Q : L'une des constatations les plus belles dans votre livre concerne le réveil vert. Dame Nature a créé chez l'humain la compassion et l'altruisme, qui pourraient bien nous sauver. Cela fait partie de notre évolution.

R : Il ne faut pas voir ça comme étranger à la nature. C'est une des possibilités que nous offre la nature par ces moyens qui sont suggérés par la compassion, qui sont les moyens qui pourraient nous permettre de survivre et de coexister avec notre environnement.

Q : Comment expliquez-vous que, malgré une grande unanimité du monde scientifique concernant les dangers écologiques qui nous menacent, on ne soit pas plus engagés à les combattre? On n'a qu'à penser au gouvernement Harper, plutôt anti-scientifique et pas très porté sur la protection de l'environnement.

R : Oui, c'est un tournant de la politique canadienne il y a quelques années qui se reproduit aujourd'hui en Australie. L'Australie qui était jusqu'ici assez sympathique à l'écologie est maintenant devenue tout aussi antipathique que le Canada à ce sujet.

Les deux pays ont des évolutions semblables, très inquiétantes pour l'avenir. Alors que les États-Unis semblent au contraire se rediriger avec Obama vers la prise en compte du réchauffement climatique, par exemple, avec des moyens d'inverser la situation. Et la Chine aussi, qui est également très impliquée aujourd'hui dans l'environnement bien qu'elle soit la plus grande pollueuse. Alors pourquoi? Ce sont plutôt des questions sociologiques. Souvent, on ne veut pas voir, c'est une attitude qui dit «je ne veux rien savoir de ce qui se passe, je fais passer le profit devant la sécurité». Quelles sont les raisons pour lesquelles il y a un tel aveuglement? Je n'en sais rien.

Q : Êtes-vous malgré tout optimiste? D'après votre livre, j'ai l'impression que nous avons le devoir de ne pas être défaitistes.

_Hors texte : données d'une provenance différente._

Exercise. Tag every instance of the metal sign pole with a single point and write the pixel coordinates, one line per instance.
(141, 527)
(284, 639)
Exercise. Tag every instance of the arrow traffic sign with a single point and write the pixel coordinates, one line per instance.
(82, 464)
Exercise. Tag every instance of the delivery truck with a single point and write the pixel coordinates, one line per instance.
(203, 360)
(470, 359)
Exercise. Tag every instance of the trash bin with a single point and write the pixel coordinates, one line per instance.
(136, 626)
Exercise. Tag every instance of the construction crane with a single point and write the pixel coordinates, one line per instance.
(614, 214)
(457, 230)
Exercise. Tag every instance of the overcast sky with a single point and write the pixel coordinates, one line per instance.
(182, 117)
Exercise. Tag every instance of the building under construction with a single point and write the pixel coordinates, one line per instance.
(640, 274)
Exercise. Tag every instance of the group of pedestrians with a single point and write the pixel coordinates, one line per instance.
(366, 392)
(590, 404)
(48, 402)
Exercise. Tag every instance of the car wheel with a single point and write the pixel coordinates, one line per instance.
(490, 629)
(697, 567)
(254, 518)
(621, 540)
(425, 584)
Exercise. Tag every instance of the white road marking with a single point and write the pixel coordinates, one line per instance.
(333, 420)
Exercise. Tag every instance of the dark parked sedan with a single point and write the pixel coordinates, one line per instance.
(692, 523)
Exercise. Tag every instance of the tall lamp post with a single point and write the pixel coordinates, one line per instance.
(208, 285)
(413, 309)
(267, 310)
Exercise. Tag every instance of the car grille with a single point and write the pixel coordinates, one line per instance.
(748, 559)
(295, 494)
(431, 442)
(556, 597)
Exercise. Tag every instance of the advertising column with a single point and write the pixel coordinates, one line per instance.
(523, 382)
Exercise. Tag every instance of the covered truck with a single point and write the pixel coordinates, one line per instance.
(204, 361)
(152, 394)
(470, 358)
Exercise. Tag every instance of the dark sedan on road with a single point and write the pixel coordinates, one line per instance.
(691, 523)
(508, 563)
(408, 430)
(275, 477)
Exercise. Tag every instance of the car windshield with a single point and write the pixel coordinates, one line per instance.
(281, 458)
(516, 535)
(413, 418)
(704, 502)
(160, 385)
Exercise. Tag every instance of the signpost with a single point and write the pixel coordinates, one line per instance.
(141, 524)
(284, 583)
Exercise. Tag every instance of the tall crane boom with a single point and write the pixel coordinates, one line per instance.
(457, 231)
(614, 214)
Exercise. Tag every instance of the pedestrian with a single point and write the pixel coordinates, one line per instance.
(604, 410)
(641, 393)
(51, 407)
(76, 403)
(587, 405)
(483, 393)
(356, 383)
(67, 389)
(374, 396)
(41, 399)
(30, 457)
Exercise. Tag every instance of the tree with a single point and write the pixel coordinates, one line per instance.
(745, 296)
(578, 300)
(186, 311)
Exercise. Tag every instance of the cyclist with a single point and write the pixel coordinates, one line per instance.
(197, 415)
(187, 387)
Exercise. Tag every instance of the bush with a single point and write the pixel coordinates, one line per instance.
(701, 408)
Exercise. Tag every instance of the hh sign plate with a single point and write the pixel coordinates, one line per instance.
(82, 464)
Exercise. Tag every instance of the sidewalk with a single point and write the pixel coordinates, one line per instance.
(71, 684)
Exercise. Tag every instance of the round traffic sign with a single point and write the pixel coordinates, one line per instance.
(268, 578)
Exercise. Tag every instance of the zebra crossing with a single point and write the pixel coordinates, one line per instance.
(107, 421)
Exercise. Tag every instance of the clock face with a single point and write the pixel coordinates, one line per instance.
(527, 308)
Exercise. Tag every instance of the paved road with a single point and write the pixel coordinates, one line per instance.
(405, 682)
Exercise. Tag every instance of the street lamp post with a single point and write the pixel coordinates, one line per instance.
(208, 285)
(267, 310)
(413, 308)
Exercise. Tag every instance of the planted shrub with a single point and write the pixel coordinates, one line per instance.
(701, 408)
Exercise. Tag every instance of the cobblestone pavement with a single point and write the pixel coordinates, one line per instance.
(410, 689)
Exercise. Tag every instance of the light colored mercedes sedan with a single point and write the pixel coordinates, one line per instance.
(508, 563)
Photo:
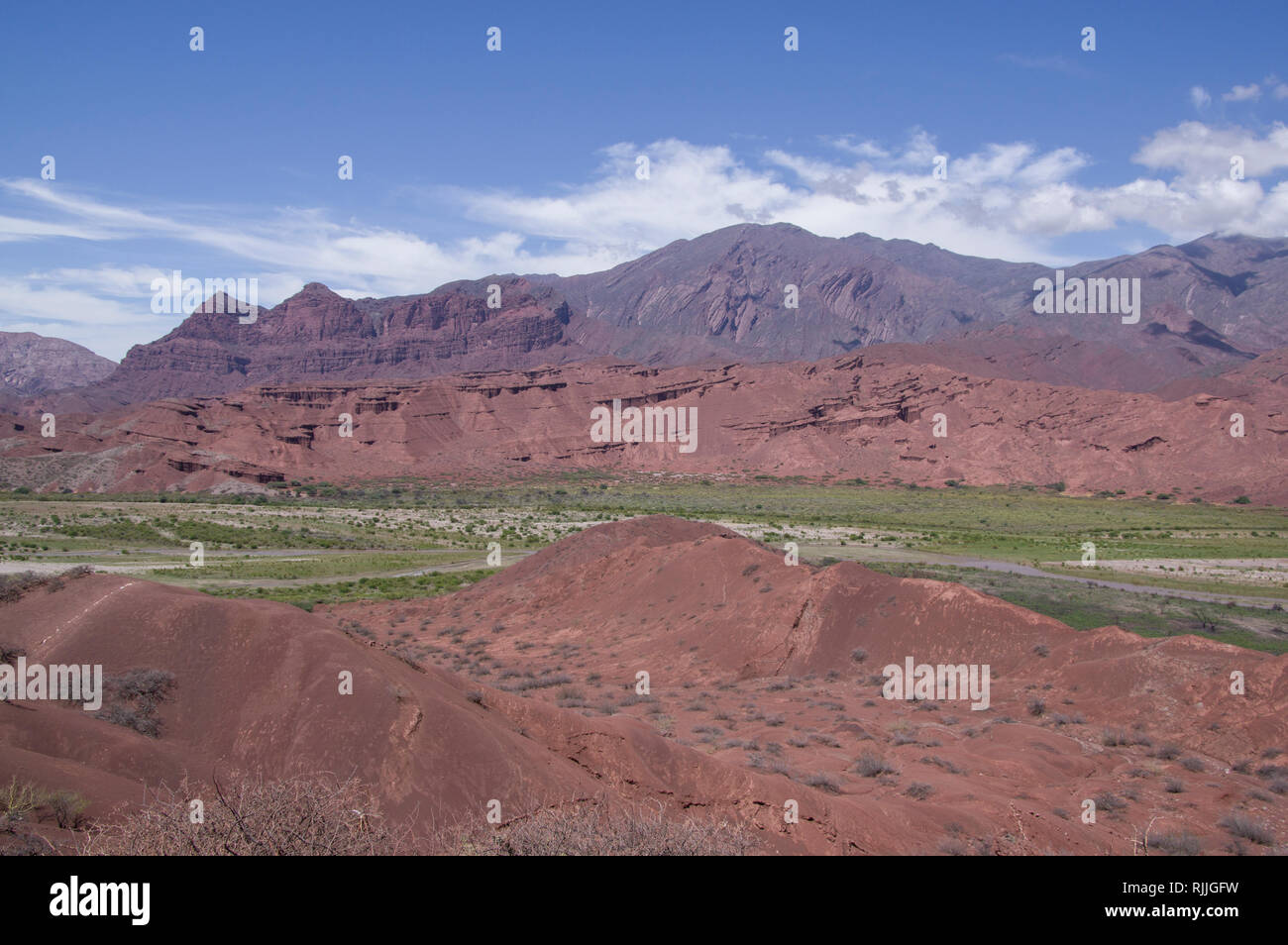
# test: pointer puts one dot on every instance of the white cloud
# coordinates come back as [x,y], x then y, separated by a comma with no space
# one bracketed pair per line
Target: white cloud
[1005,200]
[1243,93]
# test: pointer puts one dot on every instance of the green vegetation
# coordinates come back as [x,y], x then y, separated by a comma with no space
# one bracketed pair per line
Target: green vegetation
[366,588]
[1085,608]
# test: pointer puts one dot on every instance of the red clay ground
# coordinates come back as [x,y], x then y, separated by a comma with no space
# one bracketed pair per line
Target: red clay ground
[764,687]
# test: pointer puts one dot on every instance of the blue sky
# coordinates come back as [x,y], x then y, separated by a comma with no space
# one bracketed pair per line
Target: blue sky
[223,162]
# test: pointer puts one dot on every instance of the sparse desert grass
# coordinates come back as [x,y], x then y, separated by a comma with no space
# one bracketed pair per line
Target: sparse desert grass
[1245,828]
[871,765]
[590,830]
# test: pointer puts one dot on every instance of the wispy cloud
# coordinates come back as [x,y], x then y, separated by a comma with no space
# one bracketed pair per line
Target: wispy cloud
[1006,200]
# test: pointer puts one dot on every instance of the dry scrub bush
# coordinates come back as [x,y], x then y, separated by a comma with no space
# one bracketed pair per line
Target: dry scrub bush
[307,815]
[590,830]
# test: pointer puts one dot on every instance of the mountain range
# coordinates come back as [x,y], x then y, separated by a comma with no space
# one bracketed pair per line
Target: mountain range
[1207,305]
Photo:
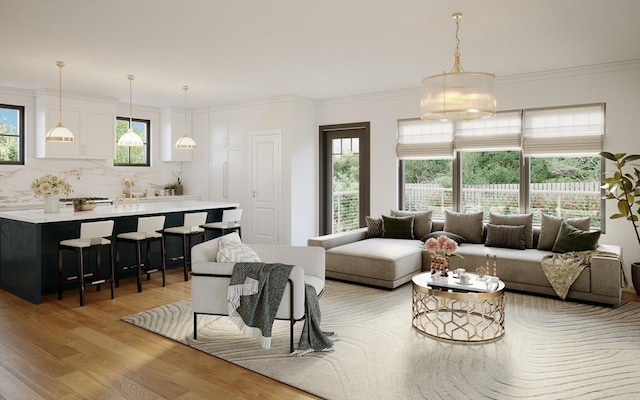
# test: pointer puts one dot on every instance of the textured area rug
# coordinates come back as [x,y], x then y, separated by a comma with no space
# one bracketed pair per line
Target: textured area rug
[552,349]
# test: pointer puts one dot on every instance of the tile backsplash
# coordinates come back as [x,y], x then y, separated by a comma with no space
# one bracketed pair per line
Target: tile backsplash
[89,178]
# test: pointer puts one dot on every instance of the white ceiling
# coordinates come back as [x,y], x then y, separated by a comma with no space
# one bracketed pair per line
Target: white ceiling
[230,51]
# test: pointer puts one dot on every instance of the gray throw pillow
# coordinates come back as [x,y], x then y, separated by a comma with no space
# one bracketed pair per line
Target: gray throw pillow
[550,226]
[508,236]
[374,227]
[421,221]
[516,220]
[574,239]
[469,226]
[397,227]
[457,238]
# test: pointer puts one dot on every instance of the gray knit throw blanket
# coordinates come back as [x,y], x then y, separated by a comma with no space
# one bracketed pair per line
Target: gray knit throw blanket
[313,338]
[254,294]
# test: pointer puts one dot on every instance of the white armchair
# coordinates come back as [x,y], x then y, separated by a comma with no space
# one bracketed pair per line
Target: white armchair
[210,279]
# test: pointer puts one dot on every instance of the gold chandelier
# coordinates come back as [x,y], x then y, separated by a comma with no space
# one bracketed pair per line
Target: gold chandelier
[60,133]
[130,138]
[185,142]
[458,95]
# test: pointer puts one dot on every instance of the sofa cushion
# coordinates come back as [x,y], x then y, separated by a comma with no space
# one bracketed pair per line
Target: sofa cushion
[516,220]
[397,227]
[550,225]
[574,239]
[457,238]
[374,227]
[230,250]
[383,259]
[469,226]
[508,236]
[516,268]
[421,221]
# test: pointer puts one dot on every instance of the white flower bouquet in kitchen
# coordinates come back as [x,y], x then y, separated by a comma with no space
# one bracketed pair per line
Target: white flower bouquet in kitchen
[50,185]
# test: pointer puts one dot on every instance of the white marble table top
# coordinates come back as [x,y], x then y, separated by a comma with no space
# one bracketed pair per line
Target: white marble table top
[157,207]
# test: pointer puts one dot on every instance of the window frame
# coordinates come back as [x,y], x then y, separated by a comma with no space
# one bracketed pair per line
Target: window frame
[147,143]
[525,162]
[20,135]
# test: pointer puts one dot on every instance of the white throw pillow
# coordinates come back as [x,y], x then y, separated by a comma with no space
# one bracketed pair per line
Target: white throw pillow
[231,249]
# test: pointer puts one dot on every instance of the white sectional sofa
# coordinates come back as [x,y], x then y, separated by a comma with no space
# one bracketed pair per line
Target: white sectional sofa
[389,263]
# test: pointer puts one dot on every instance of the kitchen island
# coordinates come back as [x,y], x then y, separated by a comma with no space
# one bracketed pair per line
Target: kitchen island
[29,238]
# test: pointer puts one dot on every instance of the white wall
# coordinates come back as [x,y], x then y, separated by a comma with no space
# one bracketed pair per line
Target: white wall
[618,85]
[97,177]
[295,118]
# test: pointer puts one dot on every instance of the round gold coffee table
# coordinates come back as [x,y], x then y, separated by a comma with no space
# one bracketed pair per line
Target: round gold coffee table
[447,309]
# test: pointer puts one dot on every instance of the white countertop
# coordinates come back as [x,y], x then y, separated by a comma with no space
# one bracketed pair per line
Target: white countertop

R : Exactement. Parce que quand vous dites que vous êtes pessimiste, ça va mal. Quand on dit que c'est foutu, c'est foutu. Il faut garder cette tendance volontariste de dire qu'il faut faire ce qu'on pense qu'il faut faire, quoi qu'il arrive. Peut-être que ça ira mieux, peut-être pas, on n'en sait rien. Personne ne connaît l'avenir, mais il faut avoir cette détermination fondamentale pour arriver à être mobilisé et mobiliser les autres.

Extrait Là où croît le péril... croît aussi ce qui sauve

«Durant la plus grande partie de l'histoire de la vie terrestre, le nombre de disparitions a été à peu près compensé par le nombre d'apparitions.

Mais à certaines périodes le nombre de disparitions s'accroît prodigieusement sans être compensé par les apparitions , ce qui réduit considérablement le nombre d'espèces vivantes. C'est ce qu'on appelle une période d'extinction. On peut exprimer cette réalité en termes de «périodes moyennes entre chaque disparition d'espèce» telle que recensée par les paléontologues. En temps ordinaires, cette période est d'environ 400 ans. Aujourd'hui, elle est de quatre heures...

Là où croît le péril... croît aussi ce qui sauve. Hubert Reeves. Seuil. 157 pages.